The present invention the following steps are included:

Step 1: crawling data set from application market, filtered by limiting the number of reviews of commentator, to obtain to the end Commentator's set that experiment needs.

The core point that step 2:S-DBSCAN algorithm optional data first is concentrated is gathered as initial sets, then thus It sets out and determines corresponding clustering cluster.

Step 3: according to given initial parameter, i.e. similarity threshold ∈ between commentator's suspicion score threshold η and commentator Find out all core points.

Step 4: using any core point as starting point, finding out and clustering cluster is generated by the reachable sample of its density, until all Until core point is accessed.

S-DBSCAN algorithm, including but not limited to density-based algorithms (Density-based Method).It will MinPts and Eps parameter is converted into application market the connection of the similarity between commentator in DBSCAN algorithm.

S-DBSCAN algorithm is using commentator's suspicion score threshold η instead of similarity threshold between MinPts parameter and commentator Value ∈ is instead of Eps parameter.

The present invention substitutes MinPts parameter using commentator suspicion score RSS, specifically, the conversion of MinPts parameter It is as follows.Commentator's suspicion score calculates score by three parts and forms, and dislikes comprising commentator's score, comment suspicion score and application Doubt score.Conversion formula is as follows:

The present invention uses similarity SC between two commentator x and y_(x,y)To substitute Eps parameter.Specifically, Eps parameter It converts as follows.Conversion formula is as follows:

Wherein, S_car(x,y)It indicates to apply similarity, S_crr(x,y)Indicate comment similarity, S_card(x,y)Indicate that scoring is similar Degree.

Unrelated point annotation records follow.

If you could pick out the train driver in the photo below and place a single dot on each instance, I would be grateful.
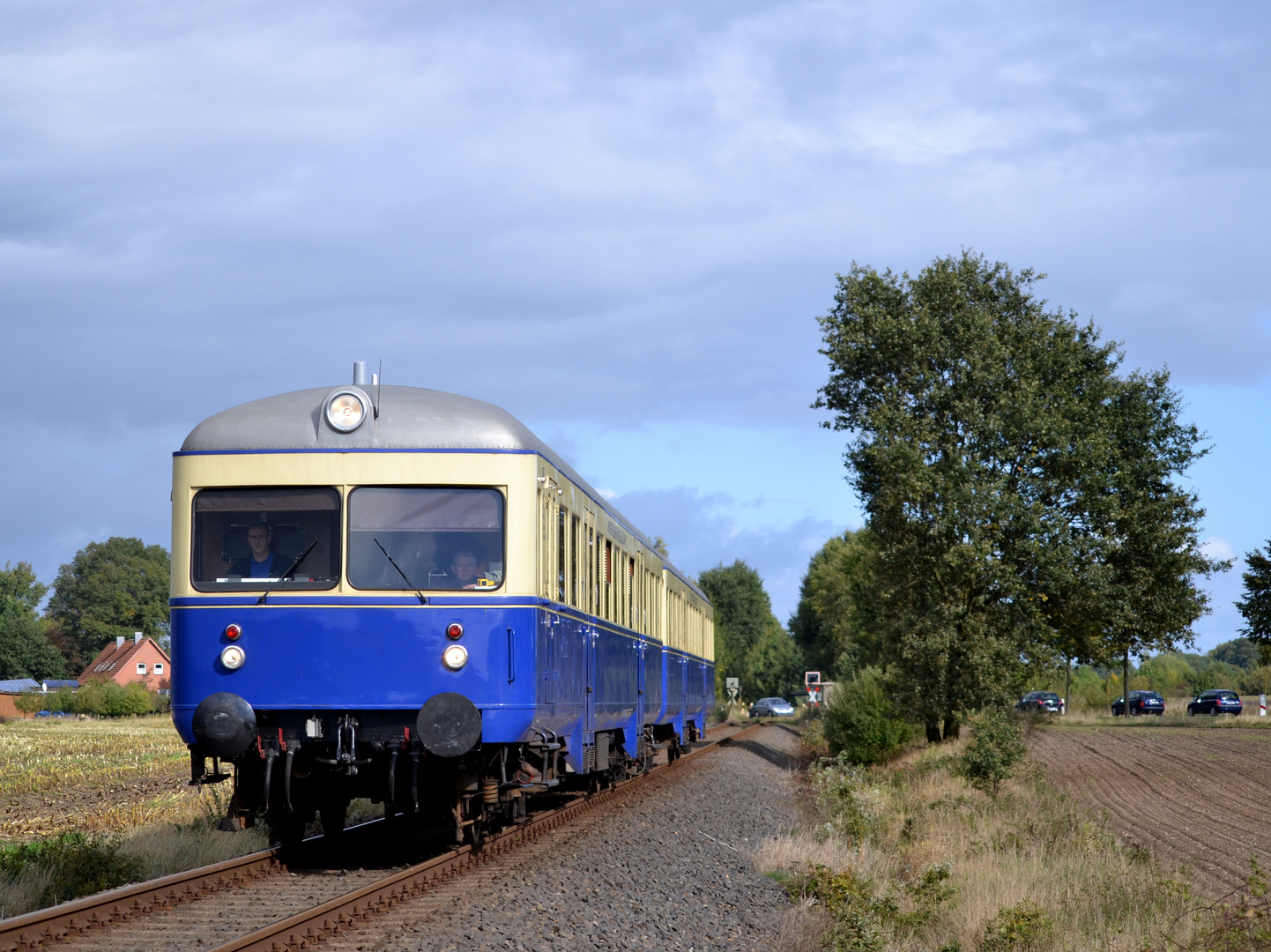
(463, 569)
(262, 561)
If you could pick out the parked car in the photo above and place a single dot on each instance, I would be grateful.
(1041, 701)
(1141, 703)
(1218, 702)
(772, 707)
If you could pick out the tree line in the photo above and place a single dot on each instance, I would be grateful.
(109, 589)
(1026, 509)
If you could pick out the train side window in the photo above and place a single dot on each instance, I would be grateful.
(575, 537)
(592, 590)
(562, 543)
(247, 539)
(609, 577)
(439, 537)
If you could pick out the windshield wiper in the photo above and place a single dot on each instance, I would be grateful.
(284, 576)
(408, 583)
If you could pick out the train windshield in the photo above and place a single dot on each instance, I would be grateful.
(252, 539)
(439, 538)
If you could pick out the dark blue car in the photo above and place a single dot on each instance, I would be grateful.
(1141, 703)
(1214, 703)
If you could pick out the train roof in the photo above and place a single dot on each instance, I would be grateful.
(407, 419)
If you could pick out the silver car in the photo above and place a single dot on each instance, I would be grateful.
(772, 707)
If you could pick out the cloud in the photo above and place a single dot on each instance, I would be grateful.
(701, 532)
(1218, 548)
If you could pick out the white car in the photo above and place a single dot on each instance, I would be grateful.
(772, 707)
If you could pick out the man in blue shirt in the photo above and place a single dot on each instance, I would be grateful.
(262, 562)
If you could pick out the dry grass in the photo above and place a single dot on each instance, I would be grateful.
(1029, 845)
(40, 755)
(92, 776)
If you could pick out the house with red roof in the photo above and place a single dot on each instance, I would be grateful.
(125, 662)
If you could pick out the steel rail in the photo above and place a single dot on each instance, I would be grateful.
(31, 931)
(27, 932)
(304, 929)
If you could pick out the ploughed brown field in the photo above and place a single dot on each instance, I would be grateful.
(1193, 796)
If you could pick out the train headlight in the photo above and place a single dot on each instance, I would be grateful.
(346, 411)
(233, 658)
(453, 658)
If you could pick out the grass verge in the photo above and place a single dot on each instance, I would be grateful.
(75, 863)
(906, 856)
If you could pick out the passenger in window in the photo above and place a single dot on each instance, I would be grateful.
(463, 569)
(262, 561)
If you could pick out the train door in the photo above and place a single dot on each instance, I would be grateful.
(589, 707)
(640, 679)
(552, 667)
(684, 684)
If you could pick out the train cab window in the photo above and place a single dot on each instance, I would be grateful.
(440, 538)
(248, 539)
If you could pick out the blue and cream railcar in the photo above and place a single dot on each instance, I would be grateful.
(403, 594)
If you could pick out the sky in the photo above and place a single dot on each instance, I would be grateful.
(617, 221)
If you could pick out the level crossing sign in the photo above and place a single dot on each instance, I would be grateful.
(813, 683)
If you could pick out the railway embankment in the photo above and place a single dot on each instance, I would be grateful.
(670, 867)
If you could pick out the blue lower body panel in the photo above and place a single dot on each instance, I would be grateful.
(531, 666)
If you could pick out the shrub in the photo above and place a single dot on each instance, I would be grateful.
(111, 699)
(992, 753)
(71, 866)
(857, 913)
(844, 792)
(1015, 929)
(862, 724)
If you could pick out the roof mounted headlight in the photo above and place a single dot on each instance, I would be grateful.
(346, 410)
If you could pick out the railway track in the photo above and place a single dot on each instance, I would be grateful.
(43, 926)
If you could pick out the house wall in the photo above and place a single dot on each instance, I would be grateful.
(149, 655)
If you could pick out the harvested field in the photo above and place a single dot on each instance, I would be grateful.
(91, 776)
(1193, 796)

The determination of core point is no longer rely on the number of MinPts in S-DBSCAN algorithm, but commenting according to current data point Theorist's suspicion score determines.

Embodiment

The present invention examines the application market brush list collusion group based on cluster for based on improved S-DBSCAN algorithm Survey method does detailed description below:

Step 1: crawling data set from application market, amount to 19666225 comments and 12315366 commentators.Pass through The number of reviews of commentator is limited to filter, it is more than 50 these commentators as final experiment that selection, which meets number of reviews, Data set.Commentator is obtained and gathers 8853, comment set 818545, set of applications 2188.

Step 2: initialization core point set.

Step 3: similarity threshold ∈ between setting commentator's suspicion score threshold η and commentator finds out all core points.Its In, the setting range that the setting range of η chooses 0.7,0.8,0.9, ∈ chooses 0.7,0.8,0.9, the total 9 kinds of experiments of permutation and combination As a result.

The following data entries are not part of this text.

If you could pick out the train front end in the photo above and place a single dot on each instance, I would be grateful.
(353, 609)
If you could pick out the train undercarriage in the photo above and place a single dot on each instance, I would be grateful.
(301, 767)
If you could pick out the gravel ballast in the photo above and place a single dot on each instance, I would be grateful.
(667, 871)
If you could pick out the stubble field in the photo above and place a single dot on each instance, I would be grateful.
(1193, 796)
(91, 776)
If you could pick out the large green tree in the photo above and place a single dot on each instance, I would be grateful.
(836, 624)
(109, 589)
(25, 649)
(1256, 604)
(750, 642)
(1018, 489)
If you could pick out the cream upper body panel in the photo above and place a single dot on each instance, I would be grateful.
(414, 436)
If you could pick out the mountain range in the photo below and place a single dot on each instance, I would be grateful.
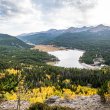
(52, 35)
(8, 40)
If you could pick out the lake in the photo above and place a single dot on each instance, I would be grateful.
(68, 58)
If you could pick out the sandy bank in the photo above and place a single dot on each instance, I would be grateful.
(47, 48)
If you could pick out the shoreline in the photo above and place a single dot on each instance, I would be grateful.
(52, 48)
(48, 48)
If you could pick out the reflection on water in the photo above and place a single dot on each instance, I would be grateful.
(68, 58)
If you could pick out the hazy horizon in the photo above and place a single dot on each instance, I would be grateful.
(25, 16)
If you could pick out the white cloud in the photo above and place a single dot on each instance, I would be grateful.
(24, 16)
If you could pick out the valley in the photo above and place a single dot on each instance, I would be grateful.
(26, 76)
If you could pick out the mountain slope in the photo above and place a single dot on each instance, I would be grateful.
(40, 37)
(45, 36)
(7, 40)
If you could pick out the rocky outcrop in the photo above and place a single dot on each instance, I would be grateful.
(79, 103)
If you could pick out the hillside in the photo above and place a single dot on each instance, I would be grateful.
(40, 37)
(7, 40)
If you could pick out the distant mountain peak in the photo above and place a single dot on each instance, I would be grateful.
(99, 28)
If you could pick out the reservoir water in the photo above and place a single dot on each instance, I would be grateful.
(68, 58)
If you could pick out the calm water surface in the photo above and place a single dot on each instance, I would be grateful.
(68, 58)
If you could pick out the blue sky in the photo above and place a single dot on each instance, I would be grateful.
(25, 16)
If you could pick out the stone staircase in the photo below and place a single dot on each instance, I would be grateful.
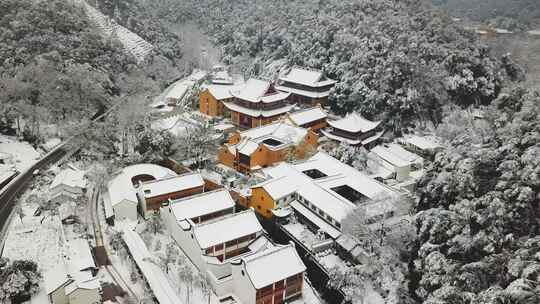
(133, 43)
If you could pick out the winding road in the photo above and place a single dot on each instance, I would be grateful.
(19, 184)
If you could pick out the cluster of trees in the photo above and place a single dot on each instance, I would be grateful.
(515, 15)
(19, 280)
(479, 208)
(178, 45)
(55, 67)
(395, 61)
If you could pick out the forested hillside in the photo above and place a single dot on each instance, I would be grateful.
(397, 61)
(479, 220)
(57, 70)
(514, 15)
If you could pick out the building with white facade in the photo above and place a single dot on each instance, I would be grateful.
(274, 275)
(121, 195)
(72, 281)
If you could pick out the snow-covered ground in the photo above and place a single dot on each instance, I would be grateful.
(20, 154)
(185, 85)
(132, 42)
(32, 240)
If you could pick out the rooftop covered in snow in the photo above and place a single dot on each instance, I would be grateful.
(257, 90)
(307, 116)
(172, 184)
(121, 187)
(307, 77)
(354, 123)
(201, 204)
(336, 190)
(227, 228)
(273, 265)
(69, 177)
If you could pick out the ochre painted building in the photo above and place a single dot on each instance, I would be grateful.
(212, 98)
(257, 103)
(355, 130)
(311, 118)
(264, 146)
(307, 86)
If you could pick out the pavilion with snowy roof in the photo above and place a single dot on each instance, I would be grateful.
(72, 280)
(198, 208)
(391, 161)
(121, 199)
(307, 86)
(152, 194)
(320, 190)
(257, 103)
(355, 130)
(274, 275)
(212, 99)
(311, 118)
(266, 145)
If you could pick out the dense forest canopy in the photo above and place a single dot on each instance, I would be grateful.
(397, 61)
(510, 14)
(403, 62)
(479, 219)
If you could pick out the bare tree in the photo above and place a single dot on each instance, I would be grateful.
(185, 274)
(198, 144)
(350, 282)
(19, 211)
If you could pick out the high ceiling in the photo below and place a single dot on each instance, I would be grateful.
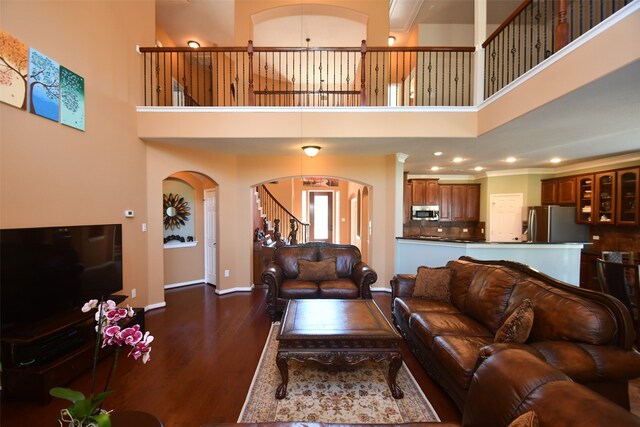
(599, 120)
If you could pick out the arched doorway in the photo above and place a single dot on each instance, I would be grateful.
(190, 229)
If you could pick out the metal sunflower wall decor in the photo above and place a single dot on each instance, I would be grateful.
(175, 211)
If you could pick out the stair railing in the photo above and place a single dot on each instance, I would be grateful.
(272, 209)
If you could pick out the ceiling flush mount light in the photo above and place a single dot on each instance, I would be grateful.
(311, 150)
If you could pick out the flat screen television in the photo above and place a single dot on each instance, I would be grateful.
(48, 271)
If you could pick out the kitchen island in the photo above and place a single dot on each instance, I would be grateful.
(558, 260)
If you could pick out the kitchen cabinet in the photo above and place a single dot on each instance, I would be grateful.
(604, 202)
(558, 191)
(424, 192)
(628, 188)
(465, 202)
(445, 202)
(585, 199)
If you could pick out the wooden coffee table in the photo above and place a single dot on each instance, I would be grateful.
(337, 332)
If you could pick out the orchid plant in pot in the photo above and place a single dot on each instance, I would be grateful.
(86, 411)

Step 5: output cluster division result.Cluster number of clusters is equivalent to brush list collusion group quantity, finds from experimental result, with Similarity threshold is increasing between commentator's suspicion score threshold and commentator, and brush list collusion group is also fewer and fewer, wherein when η with When ∈ is 0.7, experimental result is shown as 177, shows there are 177 brush list collusion groups；When η and ∈ are 0.9, Experimental result is shown as 24, indicates 24 brush list collusion groups.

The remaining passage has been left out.